No sooner was he gone than the little figure slipped noiselessly from its perch, and hobbling quickly to the chair on which the violin lay, stood beside it in silent love. Touch it he durst not; but his sensitive, delicate hands passed tremblingly over it, and his eyes dwelt upon it with unspeakable longing. Then, with a sigh, he turned away, and hastened to the front of the shop. Tom had already dismissed his customer, and was standing in the door, looking down the street in the direction of the Kentucky Hotel, where a small crowd had collected around the entrance of the museum.
As David stepped out upon the sidewalk, it was the sight of this crowd that recalled him to a new sorrow.
"Tom," he cried, with longing, "are you going to see the wax figures?"
"Of course I'm going," he replied, carelessly. "We're all going."
"When, Tom?" asked David, with breathless interest.
"Whenever we want to, of course," replied Tom. "I'm not going just once; I'm going as often as I like."
"Why don't you go now, Tom? It's so hot – they might melt."
This startling view of the case was not without its effect on Tom, although a suggestion from such a source was not to be respected. He merely threw his eyes up towards the heavens and said, sturdily: "You ninny! they'll not melt. Don't you see it's going to rain and turn cooler?"
"I'll bet you I'd not wait for it to turn cooler. I'll bet you I'd be in there before you could say Jack Roberson, if I had a quarter," said David, with resolution.
All that long afternoon he hung in feverish excitement around the door of the museum. There was scarce a travelling show in Kentucky in those days. It was not strange if to this idler of the streets, in whom imagination was all-powerful, and in whose heart quivered ungovernable yearnings for the heroic, the poetic, and the beautiful, this day of the first exhibition of wax figures was the most memorable of his life.
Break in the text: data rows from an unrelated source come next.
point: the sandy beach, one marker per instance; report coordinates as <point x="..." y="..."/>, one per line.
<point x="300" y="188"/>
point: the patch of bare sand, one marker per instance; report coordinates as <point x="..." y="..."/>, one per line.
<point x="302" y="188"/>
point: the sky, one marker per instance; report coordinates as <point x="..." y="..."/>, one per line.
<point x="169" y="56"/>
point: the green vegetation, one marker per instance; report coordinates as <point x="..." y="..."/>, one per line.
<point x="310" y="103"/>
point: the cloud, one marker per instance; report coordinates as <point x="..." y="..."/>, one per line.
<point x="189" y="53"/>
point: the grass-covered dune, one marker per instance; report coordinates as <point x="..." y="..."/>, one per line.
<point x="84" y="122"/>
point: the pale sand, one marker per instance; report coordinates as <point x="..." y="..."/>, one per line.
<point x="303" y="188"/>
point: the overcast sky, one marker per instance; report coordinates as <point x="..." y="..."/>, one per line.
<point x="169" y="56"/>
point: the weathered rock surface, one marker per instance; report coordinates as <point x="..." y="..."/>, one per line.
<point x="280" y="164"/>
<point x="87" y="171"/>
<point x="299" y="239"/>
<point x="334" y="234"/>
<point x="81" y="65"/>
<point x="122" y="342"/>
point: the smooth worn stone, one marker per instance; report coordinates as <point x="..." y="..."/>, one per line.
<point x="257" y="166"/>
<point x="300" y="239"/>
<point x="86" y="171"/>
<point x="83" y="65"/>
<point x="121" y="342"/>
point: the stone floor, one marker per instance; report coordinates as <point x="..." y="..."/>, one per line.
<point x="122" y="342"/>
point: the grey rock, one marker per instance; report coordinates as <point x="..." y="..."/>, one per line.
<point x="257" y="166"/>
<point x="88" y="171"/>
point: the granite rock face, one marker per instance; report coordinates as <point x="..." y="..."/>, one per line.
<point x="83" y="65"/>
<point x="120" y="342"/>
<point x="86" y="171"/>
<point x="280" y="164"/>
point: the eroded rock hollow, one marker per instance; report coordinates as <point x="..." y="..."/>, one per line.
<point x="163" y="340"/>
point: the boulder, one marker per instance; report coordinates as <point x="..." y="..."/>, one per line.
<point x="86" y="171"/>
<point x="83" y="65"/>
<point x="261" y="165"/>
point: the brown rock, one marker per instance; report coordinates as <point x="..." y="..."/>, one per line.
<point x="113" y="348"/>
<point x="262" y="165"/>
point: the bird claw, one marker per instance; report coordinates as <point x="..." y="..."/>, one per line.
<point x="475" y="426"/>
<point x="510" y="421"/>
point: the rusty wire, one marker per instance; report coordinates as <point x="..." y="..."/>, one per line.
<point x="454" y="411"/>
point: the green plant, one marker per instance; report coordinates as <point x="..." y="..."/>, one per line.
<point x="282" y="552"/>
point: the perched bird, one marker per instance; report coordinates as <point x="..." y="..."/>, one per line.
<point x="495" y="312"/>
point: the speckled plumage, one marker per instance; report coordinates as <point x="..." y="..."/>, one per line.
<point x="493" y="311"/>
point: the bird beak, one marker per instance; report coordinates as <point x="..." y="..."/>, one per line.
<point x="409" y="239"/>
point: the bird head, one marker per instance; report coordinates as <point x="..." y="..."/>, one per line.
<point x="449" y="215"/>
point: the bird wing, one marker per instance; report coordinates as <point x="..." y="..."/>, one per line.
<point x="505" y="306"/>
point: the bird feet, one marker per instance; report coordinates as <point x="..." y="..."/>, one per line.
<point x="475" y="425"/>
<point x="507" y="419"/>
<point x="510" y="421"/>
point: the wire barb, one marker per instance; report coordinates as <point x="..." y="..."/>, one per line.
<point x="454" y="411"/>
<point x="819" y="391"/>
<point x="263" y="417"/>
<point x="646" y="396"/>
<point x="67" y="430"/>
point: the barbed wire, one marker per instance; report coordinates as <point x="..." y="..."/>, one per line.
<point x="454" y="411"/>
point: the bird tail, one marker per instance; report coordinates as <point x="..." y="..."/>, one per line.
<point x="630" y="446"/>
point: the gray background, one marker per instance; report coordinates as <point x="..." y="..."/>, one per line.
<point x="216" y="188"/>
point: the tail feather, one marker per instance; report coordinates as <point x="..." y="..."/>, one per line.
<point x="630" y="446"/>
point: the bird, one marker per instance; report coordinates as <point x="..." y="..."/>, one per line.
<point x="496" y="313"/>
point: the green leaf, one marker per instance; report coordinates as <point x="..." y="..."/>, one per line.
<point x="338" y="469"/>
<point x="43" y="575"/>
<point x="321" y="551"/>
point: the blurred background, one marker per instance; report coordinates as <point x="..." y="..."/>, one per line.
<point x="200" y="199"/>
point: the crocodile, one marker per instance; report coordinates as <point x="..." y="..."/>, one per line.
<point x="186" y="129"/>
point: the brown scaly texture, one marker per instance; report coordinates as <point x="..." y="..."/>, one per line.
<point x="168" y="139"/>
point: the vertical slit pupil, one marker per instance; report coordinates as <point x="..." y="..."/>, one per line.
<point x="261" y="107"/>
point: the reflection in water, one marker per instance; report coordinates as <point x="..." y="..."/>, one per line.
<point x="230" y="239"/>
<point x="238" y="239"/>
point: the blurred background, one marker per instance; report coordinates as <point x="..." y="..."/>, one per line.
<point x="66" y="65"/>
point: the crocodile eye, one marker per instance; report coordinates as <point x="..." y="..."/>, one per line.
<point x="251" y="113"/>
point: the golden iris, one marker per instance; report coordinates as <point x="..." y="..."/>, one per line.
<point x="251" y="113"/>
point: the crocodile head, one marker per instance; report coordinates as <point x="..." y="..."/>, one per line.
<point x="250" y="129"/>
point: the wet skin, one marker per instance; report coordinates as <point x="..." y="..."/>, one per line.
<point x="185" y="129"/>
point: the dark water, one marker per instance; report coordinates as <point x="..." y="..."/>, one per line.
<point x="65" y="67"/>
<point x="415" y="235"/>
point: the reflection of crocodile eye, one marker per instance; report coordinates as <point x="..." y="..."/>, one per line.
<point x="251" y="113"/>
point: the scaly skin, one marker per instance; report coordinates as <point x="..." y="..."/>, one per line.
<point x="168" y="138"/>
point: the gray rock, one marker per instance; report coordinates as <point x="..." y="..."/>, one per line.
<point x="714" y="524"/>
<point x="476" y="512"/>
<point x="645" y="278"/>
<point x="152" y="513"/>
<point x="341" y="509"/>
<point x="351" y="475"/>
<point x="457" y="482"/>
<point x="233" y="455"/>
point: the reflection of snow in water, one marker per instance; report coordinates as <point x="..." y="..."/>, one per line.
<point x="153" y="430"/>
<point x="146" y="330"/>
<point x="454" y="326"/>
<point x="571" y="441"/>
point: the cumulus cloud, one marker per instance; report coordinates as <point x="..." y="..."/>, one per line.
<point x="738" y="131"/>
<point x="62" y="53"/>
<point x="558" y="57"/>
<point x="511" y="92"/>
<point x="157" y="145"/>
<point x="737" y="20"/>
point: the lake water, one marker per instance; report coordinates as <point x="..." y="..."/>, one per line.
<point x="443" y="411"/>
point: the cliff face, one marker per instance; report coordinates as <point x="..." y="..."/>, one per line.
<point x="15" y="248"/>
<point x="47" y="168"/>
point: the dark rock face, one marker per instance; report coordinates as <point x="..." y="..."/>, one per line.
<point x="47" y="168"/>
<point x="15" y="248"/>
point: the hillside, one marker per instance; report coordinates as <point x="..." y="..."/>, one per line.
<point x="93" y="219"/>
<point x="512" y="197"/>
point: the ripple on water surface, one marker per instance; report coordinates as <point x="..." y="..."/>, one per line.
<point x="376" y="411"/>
It was so easy for everybody to go in who wished; so impossible for him. Groups of gay ladies slipped their silver half-dollars through the variegated meshes of their silken purses. The men came in jolly twos and threes, and would sometimes draw out great rolls of bills. Now a kind-faced farmer passed in, dropping into the hands of the door-keeper a half-dollar for himself, and three quarters for three sleek negroes that followed at his heels; and now a manufacturer with a couple of apprentices – lads of David's age and friends of his. Poor little fellow! at many a shop of the town he had begged to be taken as an apprentice himself, but no one would have him because he was lame.
And now the people were beginning to pour out, and he hovered about them, hoping in this way to get some idea of what was going on inside. Once, with the courage of despair, he seized the arm of a lad as he came out.
"Oh, Bobby, tell me all about it!"
But Bobby shook him off, and skipped away to tell somebody else who didn't want to hear.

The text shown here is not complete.